Sen. John Cornyn, R-Texas, spoke on the Senate floor Wednesday about a boy who nearly committed suicide because of remote learning. (REUTERS/Erin Scott)

That promise was fulfilled minutes later on Wednesday when Sen. Josh Hawley, R-Mo., introduced an amendment to the budget resolution that would restrict federal money for school districts that are keeping kids out of classrooms.


"In spite of overwhelming evidence that schools can reopen safely, partisan advocates are using children’s education as a cudgel to push their radical agendas," Hawley said in a statement along with the amendment. "The effect on children and working-class families has been absolutely devastating. The federal government should put an end to this two-tiered education system for the haves and the have-nots by incentivizing schools to safely reopen."

And minutes later top McConnell ally Sen. John Cornyn, R-Texas, detailed a story of a boy who was nearly driven to suicide by remote learning.

"We know the impact is now purely academic. There's also a serious mental and emotional toll," Cornyn said. "The Texas Tribune recently shared a story of one student, a boy they referred to as Jordan. He was a student at Frisco Independent School District. And like kids across the country, he struggled with the challenge of virtual learning. This fall, his normal As and Bs dropped to Fs, and the further he fell behind, the harder it was for him to catch up."

Cornyn continued: "In October, Jordan opened up a Google doc and typed an absolutely agonizing message. He said, 'Give me 10 good reasons why I shouldn't kill myself here.' And when you think I can't get any more heartbreaking, it does. The list was blank. An 11-year-old boy felt so lost and defeated he couldn't come up with a single reason to continue living."


The IT staff at the school noticed the issue and ended up getting the boy mental health treatment, and he is now back doing in-person learning and healthy, Cornyn said. But the senator said Jordan's "experience is not unique," before reciting grim statistics on children's mental health.

Biden before assuming the presidency promised that he would get children back in schools during his first 100 days. But teachers' unions across the country have resisted efforts to get children back in schools by local governments, and even threatened strikes.

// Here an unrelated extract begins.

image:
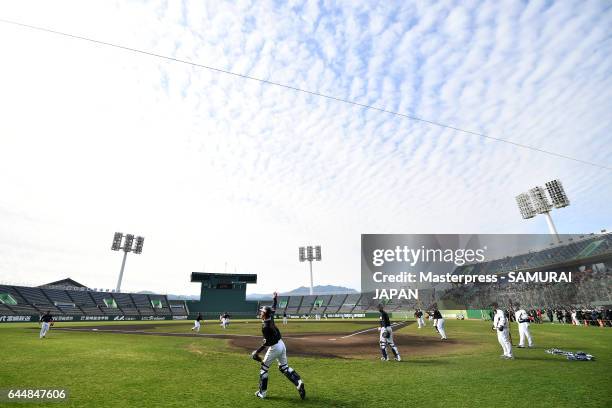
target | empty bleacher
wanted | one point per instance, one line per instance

"I know this has presented a dilemma for President Biden because in this case, the science is at odds with a key group of his supporters, which are the teacher unions," Cornyn said. "Mr. President, the science is clear. The appropriate precautions are taken. It's safe for our schools to reopen. And again, we've provided tens of billions of dollars to support safe reopening. ... The administration shouldn't try to distance itself from the president's 100-day promise. It should do more to encourage a safe return."

The White House did not immediately respond to a request for comment on Republicans' attacks over school reopenings.